Date Published: January 25, 2017
Publisher: Public Library of Science
Author(s): Jia Deng, Mengchang Yang, Rong Jiang, Ning An, Xiaoshan Wang, Bin Liu, Aamir Ahmad.
Long non-coding RNAs (lncRNAs) play important roles in the malignant behavior of cancer. HOTAIR, a well-studied lncRNA, contributes to breast cancer development, and overexpression of HOTAIR predicts a poor prognosis. However, the regulatory role of HOTAIR in the cancer stem-like cell (CSC) subpopulation remains largely unknown.
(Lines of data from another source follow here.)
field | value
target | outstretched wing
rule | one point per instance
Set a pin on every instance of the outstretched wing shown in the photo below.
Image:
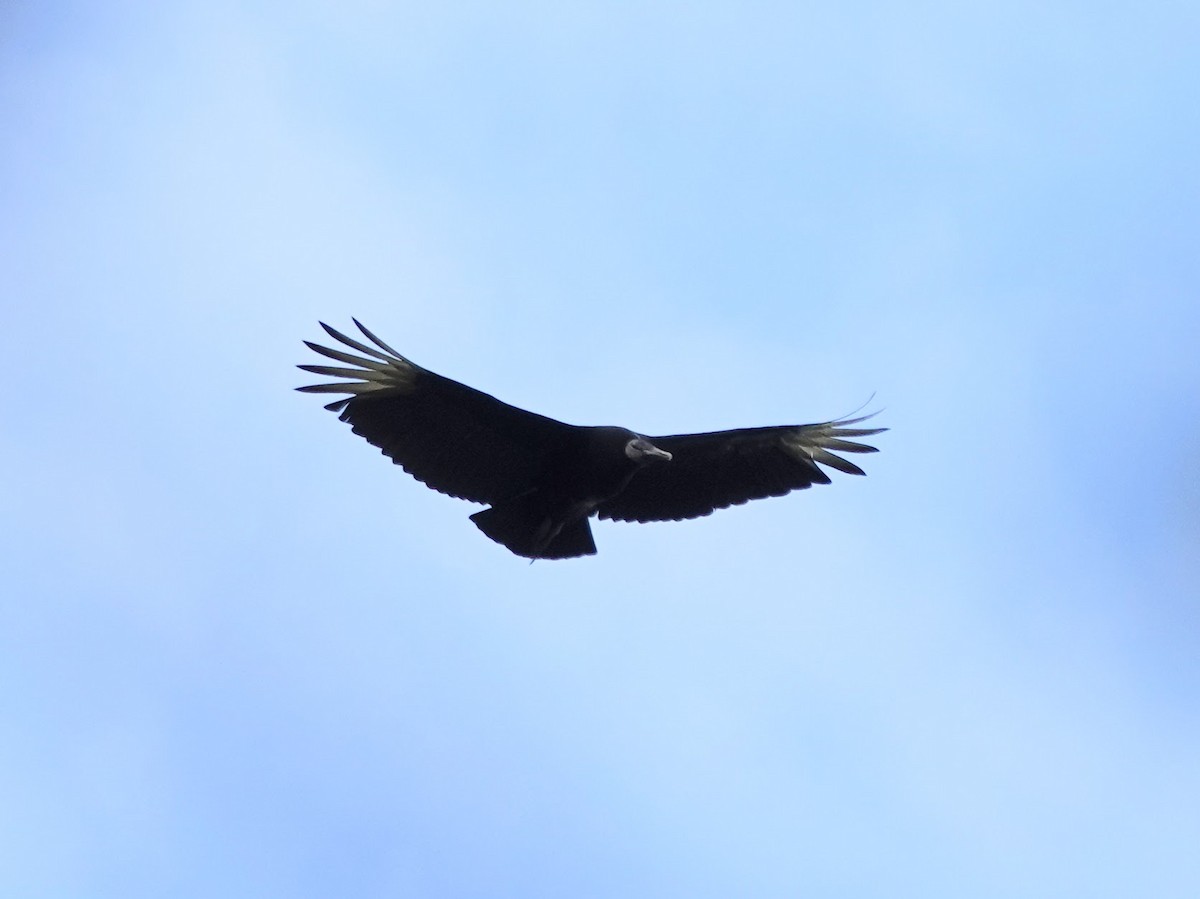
(721, 468)
(456, 439)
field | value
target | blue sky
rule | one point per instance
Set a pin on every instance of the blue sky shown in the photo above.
(241, 654)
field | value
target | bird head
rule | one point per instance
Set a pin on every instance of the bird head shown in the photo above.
(642, 451)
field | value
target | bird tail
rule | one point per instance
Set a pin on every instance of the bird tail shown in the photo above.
(525, 527)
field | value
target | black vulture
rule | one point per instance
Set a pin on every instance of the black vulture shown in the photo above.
(543, 479)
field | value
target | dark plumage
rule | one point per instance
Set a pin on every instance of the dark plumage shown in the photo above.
(543, 478)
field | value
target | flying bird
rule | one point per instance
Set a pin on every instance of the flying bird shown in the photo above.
(543, 479)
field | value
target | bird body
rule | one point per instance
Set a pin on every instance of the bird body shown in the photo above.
(543, 479)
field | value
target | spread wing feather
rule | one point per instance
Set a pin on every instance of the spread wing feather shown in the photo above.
(456, 439)
(713, 471)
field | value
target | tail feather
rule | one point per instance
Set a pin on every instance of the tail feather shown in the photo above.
(526, 528)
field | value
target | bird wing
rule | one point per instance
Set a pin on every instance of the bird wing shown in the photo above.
(456, 439)
(721, 468)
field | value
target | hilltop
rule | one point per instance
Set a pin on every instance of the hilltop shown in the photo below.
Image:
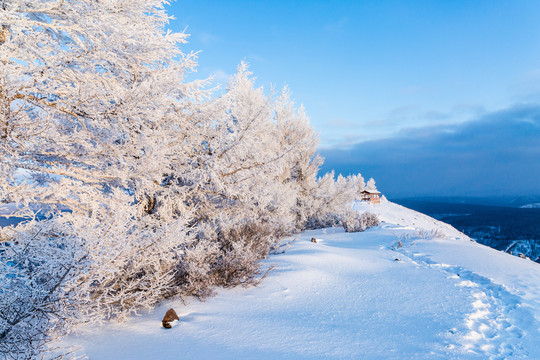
(412, 287)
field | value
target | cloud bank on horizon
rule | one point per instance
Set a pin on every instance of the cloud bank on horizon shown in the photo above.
(496, 154)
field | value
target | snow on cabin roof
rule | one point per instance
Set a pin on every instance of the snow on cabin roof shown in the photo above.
(371, 191)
Our goal was to determine the regulatory functions of HOTAIR in the processes of self-renewal capacity, tumor formation and proliferation of CSCs derived from breast cancer.
We first enriched and incubated the CSC population derived from breast cancer cell line MCF7 (CSC-MCF7) or MDA-MB-231 (MB231, CSC-MB231). Self-renewal capacity and tumor formation were assessed in vitro and in vivo to determine the stemness of CSCs. We assessed the impact on ectopically upregulated or downregulated expression of HOTAIR in CSCs by soft agar, self-renewal capacity and CCK-8 assays. The functional domain of HOTAIR was determined by truncation. RT-qPCR and semiquantitative Western blotting were performed to detect the expression levels of genes of interest. Chromatin IP (ChIP) was employed to detect the transcriptional regulatory activity of p53 on its target gene.
After the identification of CSC properties, RT-qPCR analysis revealed that HOTAIR, but not other cancer-associated lncRNAs, is highly upregulated in both CSC-MCF7 and CSC-MB231 populations compared with MCF7 and MB231 populations. By modulating the level of HOTAIR expression, we showed that HOTAIR tightly regulates the proliferation, colony formation, migration and self-renewal capacity of CSCs. Moreover, full-length HOTAIR transcriptionally inhibits miR-34a specifically, leading to upregulation of Sox2, which is targeted by miR-34a. Ectopic introduction of miR-34a mimics reverses the effects of HOTAIR on the physiological processes of CSCs, indicating that HOTAIR affects these processes, including self-renewal capacity; these effects are dependent on the regulation of Sox2 via miR-34a. Interestingly, tight transcriptional regulation of p53 by HOTAIR was found; accordingly, p21 is indirectly regulated by HOTAIR, resulting in cell cycle entry.
These results suggest that HOTAIR is a key regulator of proliferation, colony formation, invasion and self-renewal capacity in breast CSCs, which occurs in part through regulation of Sox2 and p53.
lncRNAs, which are typically non-protein coding transcripts longer than 200 nucleotides, can epigenetically interact with transcription factors, transcriptional activators or repressors, and different subunits of complexes, including RNA polymerase (RNAP) II and even duplex DNA, to function as transcriptional or post-transcriptional regulators . As a result of their regulatory roles, lncRNAs strongly influence the malignant behavior of cancer, such as tumorigenesis, proliferation, apoptosis, chemoresistance and invasiveness . For example, metastasis-associated lung adenocarcinoma transcript 1 (MALAT-1), an evolutionarily highly conserved and ubiquitously expressed lncRNA, is reportedly highly upregulated in several human malignancies in addition to lung cancer, and it was found to be tightly associated with clinical parameters and promoted invasion and metastasis . However, the functions of thousands of lncRNAs are still unknown, and the extent of their involvement in tumorigenesis is only beginning to be understood.
CSCs are defined as a small fraction of multipotent cells within a tumor that exhibit self-renewal capability and asymmetric cell division [11, 21]. Accumulated evidence has revealed the critical role of CSCs in cancer aggressiveness, metastasis, recurrence and resistance to chemotherapy in several types of cancers. lncRNAs are also reported to play a critical role in cancer progression and metastasis, and one such lncRNAs, HOTAIR, has attracted much attention due to its heightened expression in cancer tissues. For example, in lung cancer and renal cell carcinoma, upregulation of HOTAIR was clearly associated with larger tumor size, advanced pathological stage and extensive metastasis [4, 22, 23, 24]. Overexpression of HOTAIR not only affects tumor formation but also promotes proliferation, migration and invasion in several types of cancers, including gastric, endometrial and lung cancers [9, 25, 26, 27]. The strong association between HOTAIR expression and cancer led us to address whether upregulation of HOTAIR controls cancer by regulating CSCs.